English (Anglican) and Puritan 1509 – 2016

Swatos makes it clear that to understand Anglicanism one must know that it “… was forged out of socio-cultural environment… ” (Swatos, 1981, p. 218). There were three primary factors that attributed to the rise of Anglicanism. First, Henry VIII, who was king from 1509 to 1547, had sought an annulment from the Pope of his marriage to a wife that had not given him an heir. When the Pope refused the ensuing drama lead to the establishment of the Church of England that rejected the Roman Pontiff’s authorities and placed all church authority in the king. Second, because of this split with Rome, the people started to hear and believe the ideas taught by the reformers. The third was the rise of the Puritans who called for reform in the Church of England. In the wake of all of these pressures Anglicanism experienced considerable reform however this reform was not enough for the Puritans who would spread to America where freedom of religion was just on the other side of the next mountain.

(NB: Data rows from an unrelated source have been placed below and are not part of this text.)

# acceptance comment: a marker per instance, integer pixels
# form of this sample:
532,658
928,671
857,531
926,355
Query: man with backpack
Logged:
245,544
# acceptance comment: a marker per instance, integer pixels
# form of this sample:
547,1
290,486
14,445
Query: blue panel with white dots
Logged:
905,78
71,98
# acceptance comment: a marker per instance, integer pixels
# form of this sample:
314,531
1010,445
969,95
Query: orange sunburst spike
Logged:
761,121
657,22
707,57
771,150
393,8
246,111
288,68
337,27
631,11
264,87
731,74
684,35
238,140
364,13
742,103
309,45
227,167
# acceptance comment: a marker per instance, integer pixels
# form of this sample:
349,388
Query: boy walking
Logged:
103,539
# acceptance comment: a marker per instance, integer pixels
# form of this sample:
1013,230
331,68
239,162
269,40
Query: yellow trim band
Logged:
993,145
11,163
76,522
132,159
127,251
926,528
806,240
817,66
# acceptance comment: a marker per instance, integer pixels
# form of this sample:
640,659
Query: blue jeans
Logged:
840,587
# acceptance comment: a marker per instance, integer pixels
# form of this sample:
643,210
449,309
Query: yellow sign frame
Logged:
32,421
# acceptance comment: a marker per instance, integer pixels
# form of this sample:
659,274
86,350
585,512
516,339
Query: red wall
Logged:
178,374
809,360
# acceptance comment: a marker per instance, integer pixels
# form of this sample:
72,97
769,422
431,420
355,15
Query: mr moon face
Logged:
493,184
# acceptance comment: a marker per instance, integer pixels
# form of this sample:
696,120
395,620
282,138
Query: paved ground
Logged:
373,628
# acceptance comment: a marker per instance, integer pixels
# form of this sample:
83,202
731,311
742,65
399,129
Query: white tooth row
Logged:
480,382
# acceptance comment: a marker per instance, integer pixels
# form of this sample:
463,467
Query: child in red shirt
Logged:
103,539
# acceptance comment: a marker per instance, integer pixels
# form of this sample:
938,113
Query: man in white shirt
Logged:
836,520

Catholic Reformation (Counter-Reformation) 1545 – 1563

The Roman Catholic response to the reformers was violent as protestants were killed and their books burned (Shelley, 2013, p. 288). However it was not long before the Roman Catholic church realized that the measures were not stemming the momentum of the Reformation. So at Trent a council was undertaken that vigorously and violently rejected everything the reformation stood for (Shelley, 2013, p. 288). The two primary things that came out of Trent were the Catholic canon that include several books the Protestants rejected, this canon is used by the Roman Catholic Church today, and the firm understanding that the newly formed Jesuits order under Ignatius Loyola would be the watch men of Catholic interests world-wide.

Conclusion

Today the Lutherans, Reformed, Anabaptists, English and Puritans have learned to live in relative peace by adopting the concept of denominationalism. Harper points out that there are as many as 26,000 different denominations of Christianity in the world today and most of them can trace their origins back of one of these five groups: Lutherans, Reformed, Anabaptists, English, and Puritans. Each of these groups have found the ability to have a unique expression of their faith while still confessing, for the most part, unity in the blood of Christ.